Florida Governor Ron DeSantis signed a bill into law that significantly expanded the state’s voucher program. A week after the House passed the bill, the Republican-controlled Senate voted unanimously to pass it. On Monday, the governor conducted an event at a Catholic high school in Miami to sign the legislation as lawmakers began the fourth week of the 60-day legislative session.
The new bill will allow all K–12 students in Florida to receive taxpayer-funded vouchers for private schools. This will help more students attend private schools using taxpayer-funded scholarships—all at substantial cost savings for the state.
Additionally, the bill will increase funding for the voucher program and expand eligibility criteria, helping more families apply for scholarships to educate their children.
In the past, only low-income families were eligible for this program. Now, those with higher incomes can apply. Additionally, the scholarship fund has been increased, making it even easier for students to access education.
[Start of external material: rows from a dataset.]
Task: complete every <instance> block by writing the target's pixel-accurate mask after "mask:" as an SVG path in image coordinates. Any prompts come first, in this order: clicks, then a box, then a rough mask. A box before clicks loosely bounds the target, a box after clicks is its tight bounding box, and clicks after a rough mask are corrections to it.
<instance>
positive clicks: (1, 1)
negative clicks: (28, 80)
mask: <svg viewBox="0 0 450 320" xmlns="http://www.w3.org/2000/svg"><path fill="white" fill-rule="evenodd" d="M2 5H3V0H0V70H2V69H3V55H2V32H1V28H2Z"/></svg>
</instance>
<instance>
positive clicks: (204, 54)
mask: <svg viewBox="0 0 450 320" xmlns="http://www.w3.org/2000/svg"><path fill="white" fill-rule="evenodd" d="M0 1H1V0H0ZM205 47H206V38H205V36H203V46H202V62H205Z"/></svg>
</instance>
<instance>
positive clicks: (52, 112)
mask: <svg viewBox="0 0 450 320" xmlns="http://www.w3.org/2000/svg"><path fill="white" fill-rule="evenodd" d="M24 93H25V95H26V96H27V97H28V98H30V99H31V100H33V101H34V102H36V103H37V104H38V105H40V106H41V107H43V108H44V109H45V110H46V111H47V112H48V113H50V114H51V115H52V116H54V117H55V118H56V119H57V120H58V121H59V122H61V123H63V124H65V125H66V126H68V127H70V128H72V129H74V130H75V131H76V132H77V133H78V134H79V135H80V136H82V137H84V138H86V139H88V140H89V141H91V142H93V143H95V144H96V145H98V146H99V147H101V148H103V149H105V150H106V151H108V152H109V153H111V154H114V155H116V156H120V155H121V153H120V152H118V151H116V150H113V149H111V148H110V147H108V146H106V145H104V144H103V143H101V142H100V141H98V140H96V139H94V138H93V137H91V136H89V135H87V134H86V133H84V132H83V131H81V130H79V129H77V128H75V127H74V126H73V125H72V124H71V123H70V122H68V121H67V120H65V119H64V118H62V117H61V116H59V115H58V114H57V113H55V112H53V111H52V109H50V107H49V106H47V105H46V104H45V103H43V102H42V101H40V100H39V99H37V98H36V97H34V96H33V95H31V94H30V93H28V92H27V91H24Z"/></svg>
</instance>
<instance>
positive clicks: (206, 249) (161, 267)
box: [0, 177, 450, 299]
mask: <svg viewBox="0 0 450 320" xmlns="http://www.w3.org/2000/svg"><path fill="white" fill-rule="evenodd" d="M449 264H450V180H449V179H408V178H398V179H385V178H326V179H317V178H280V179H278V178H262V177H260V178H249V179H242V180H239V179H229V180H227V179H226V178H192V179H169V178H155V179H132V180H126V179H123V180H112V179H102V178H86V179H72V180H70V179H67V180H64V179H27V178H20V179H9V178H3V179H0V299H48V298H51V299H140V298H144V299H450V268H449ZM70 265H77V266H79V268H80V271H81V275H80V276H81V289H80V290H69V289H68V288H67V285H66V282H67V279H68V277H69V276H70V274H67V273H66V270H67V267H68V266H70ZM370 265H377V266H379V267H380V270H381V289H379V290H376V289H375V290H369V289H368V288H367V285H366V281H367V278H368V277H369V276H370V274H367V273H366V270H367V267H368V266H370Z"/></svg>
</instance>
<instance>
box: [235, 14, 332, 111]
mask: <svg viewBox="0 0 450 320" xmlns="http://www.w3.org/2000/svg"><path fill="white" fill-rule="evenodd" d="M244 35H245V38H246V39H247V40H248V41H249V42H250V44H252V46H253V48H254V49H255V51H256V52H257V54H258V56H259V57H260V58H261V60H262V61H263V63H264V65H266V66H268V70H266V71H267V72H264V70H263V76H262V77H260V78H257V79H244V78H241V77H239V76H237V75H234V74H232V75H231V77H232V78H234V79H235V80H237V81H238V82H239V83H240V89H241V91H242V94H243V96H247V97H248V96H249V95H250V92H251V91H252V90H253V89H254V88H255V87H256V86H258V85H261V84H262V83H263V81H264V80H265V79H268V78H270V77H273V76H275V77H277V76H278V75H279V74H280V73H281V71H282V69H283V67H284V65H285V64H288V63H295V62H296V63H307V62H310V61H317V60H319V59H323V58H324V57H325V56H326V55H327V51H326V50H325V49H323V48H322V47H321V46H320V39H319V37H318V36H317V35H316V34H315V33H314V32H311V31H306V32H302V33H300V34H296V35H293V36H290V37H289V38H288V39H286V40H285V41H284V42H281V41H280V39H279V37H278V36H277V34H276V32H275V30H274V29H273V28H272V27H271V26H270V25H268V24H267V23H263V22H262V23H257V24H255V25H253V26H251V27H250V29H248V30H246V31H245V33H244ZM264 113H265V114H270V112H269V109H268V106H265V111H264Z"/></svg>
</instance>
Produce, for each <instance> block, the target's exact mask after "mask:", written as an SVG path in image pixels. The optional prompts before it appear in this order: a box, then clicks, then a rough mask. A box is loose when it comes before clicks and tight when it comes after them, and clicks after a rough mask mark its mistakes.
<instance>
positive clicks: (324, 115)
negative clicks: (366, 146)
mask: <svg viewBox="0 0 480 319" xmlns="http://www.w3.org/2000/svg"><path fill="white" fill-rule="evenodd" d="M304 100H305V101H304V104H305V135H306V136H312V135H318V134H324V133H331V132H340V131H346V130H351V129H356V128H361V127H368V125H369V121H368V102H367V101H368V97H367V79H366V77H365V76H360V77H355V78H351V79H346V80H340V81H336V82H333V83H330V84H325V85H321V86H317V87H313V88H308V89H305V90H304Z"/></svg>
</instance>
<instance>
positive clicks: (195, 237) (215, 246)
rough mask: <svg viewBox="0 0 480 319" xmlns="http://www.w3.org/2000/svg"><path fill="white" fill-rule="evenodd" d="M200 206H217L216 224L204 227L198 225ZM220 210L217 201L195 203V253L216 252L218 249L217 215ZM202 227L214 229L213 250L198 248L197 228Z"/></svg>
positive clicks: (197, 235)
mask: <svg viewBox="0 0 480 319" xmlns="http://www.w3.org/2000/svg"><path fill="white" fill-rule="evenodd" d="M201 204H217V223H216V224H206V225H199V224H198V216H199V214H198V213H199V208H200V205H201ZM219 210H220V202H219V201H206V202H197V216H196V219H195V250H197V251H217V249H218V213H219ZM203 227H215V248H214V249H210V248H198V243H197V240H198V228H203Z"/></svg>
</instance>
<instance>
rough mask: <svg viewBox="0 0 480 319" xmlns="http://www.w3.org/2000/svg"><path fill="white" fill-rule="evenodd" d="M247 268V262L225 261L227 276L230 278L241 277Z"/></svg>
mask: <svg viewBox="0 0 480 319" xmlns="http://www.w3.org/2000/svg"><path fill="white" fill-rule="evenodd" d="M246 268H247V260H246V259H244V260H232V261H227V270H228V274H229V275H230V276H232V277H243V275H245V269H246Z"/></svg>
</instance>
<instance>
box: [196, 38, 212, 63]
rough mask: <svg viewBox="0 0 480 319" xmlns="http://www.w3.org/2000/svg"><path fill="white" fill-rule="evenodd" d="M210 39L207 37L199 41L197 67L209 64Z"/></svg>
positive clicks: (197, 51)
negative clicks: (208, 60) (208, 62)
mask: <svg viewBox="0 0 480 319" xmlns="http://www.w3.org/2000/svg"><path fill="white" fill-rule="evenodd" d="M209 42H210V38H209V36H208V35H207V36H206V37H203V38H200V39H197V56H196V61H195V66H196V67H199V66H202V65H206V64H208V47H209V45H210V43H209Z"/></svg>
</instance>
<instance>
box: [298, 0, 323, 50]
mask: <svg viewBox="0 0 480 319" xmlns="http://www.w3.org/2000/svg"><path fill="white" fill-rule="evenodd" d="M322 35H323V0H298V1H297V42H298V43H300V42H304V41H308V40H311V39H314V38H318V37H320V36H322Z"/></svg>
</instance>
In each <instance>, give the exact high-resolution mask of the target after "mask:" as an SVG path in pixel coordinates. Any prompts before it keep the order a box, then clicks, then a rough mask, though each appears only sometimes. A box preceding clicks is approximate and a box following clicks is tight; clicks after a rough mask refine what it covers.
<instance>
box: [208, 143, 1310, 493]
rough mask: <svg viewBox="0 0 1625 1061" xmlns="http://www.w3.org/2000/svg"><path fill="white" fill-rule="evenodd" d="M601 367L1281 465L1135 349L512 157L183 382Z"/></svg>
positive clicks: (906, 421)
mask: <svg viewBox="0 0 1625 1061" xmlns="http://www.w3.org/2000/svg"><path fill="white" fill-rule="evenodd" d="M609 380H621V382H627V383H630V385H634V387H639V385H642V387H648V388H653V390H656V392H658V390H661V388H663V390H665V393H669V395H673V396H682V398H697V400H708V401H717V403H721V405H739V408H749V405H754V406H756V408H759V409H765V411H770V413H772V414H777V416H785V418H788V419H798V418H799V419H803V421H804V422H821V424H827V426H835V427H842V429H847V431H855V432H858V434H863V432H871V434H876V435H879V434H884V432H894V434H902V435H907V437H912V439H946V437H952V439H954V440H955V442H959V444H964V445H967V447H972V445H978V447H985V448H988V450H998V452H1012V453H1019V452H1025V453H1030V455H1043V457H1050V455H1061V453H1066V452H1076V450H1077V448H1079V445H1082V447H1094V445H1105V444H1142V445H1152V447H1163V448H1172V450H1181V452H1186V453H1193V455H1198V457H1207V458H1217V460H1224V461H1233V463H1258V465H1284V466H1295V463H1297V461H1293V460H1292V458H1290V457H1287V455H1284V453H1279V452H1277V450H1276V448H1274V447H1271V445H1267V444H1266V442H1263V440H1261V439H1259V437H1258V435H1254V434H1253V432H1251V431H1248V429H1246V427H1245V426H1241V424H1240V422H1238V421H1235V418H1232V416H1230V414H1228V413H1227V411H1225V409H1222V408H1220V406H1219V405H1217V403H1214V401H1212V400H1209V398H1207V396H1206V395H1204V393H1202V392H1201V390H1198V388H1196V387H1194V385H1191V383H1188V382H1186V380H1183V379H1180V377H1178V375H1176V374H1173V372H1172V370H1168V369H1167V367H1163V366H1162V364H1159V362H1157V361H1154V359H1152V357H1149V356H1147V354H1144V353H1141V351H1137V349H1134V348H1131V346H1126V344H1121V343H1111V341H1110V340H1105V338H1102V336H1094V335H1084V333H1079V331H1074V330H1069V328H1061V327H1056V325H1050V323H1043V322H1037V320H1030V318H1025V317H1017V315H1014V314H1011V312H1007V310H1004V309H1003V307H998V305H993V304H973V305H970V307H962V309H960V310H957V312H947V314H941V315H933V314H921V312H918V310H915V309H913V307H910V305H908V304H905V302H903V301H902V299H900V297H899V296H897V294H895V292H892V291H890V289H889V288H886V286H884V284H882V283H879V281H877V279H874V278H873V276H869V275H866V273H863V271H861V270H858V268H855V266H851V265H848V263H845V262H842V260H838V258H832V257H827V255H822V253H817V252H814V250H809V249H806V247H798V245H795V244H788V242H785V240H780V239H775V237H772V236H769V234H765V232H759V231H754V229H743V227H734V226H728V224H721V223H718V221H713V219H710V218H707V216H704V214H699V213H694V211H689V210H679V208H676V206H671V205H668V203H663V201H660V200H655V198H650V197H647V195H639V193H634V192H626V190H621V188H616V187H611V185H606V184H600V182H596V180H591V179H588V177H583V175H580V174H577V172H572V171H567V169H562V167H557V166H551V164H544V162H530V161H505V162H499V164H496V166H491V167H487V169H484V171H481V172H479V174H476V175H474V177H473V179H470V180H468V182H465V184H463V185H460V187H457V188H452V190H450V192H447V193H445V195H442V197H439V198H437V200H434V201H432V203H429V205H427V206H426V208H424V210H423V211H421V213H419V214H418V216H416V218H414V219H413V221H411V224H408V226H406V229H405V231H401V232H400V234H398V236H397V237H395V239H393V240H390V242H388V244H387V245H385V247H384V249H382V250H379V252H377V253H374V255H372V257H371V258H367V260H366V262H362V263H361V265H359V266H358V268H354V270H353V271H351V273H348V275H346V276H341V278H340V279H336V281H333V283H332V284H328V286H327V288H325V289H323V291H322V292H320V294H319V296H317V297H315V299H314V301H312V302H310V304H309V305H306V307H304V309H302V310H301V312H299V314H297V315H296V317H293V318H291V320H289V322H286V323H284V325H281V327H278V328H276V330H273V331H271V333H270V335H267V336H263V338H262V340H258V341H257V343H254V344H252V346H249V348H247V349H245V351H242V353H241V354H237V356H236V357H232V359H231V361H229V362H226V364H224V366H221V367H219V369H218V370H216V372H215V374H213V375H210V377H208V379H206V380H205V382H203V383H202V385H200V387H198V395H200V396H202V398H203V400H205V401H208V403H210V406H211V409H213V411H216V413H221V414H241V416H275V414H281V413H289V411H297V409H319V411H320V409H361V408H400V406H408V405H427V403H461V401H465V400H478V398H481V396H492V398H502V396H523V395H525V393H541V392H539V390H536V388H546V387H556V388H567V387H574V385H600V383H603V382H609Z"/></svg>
In its first year, this new initiative, which will cost the government $200-$700 million, is anticipated to benefit thousands of children.
“We will give preference to low-income families, but at the end of the day, we believe that a parent should have complete control over how the money is spent on education,” Governor DeSantis said during the bill signing ceremony.
Expanding the voucher program will make private schools more affordable for some families, increasing enrollment. With more students, private schools can secure funding and other resources that would otherwise not have been available.
Additionally, the bill will allow home-schoolers to get vouchers and establish education savings accounts. This will enable the users to spend voucher money on things other than tuition, such as tutoring costs and exam registration for private schools.
The Bill’s supporters perceive that expanding the voucher program will give families more educational options and assist children struggling to access private schools. They also shared that the program saves taxpayers money because scholarships are often less expensive.
However, critics of the new law highlighted that low-income households might not benefit from the voucher program. Private schools may include additional expenses, such as uniforms, transportation, and fees for extracurricular activities, which may be unaffordable for low-income families. Private schools are not obligated to offer the same support services as public schools, such as special education.
According to Andrew Spar, the head of the Florida Education Association Teachers Union, the new law will direct public funds to private schools. He stated, “It will drain billions of taxpayer dollars away from the neighborhood public schools that almost 90 percent of Florida’s parents trust to educate their children. The law will also give that public money to private schools managed by corporations without any accountability.”
“Common Floridians will contribute to the cost of millionaires and billionaires sending their children to prestigious private schools that hand-select their students. Once again, we saw Gov. DeSantis putting Floridians, including our students, above his political goals. We have serious concerns about how the governor’s politics will ultimately affect children,” Andrew claimed.
The likely expense of the program has been a topic of interest among Democrats numerous times. Fentrice Driskell, the leader of the House Democrats, stated that cost and accountability are serious concerns. “I am particularly afraid that this might have a disastrous impact on Florida’s public schools, and I believe many members of our bloc share the same sentiments,” she said.
Overall, the expansion of the Florida voucher program will likely significantly impact private schools in the state. Floridians can only wait and see the program’s long-term effects and whether it will lead to improved educational outcomes.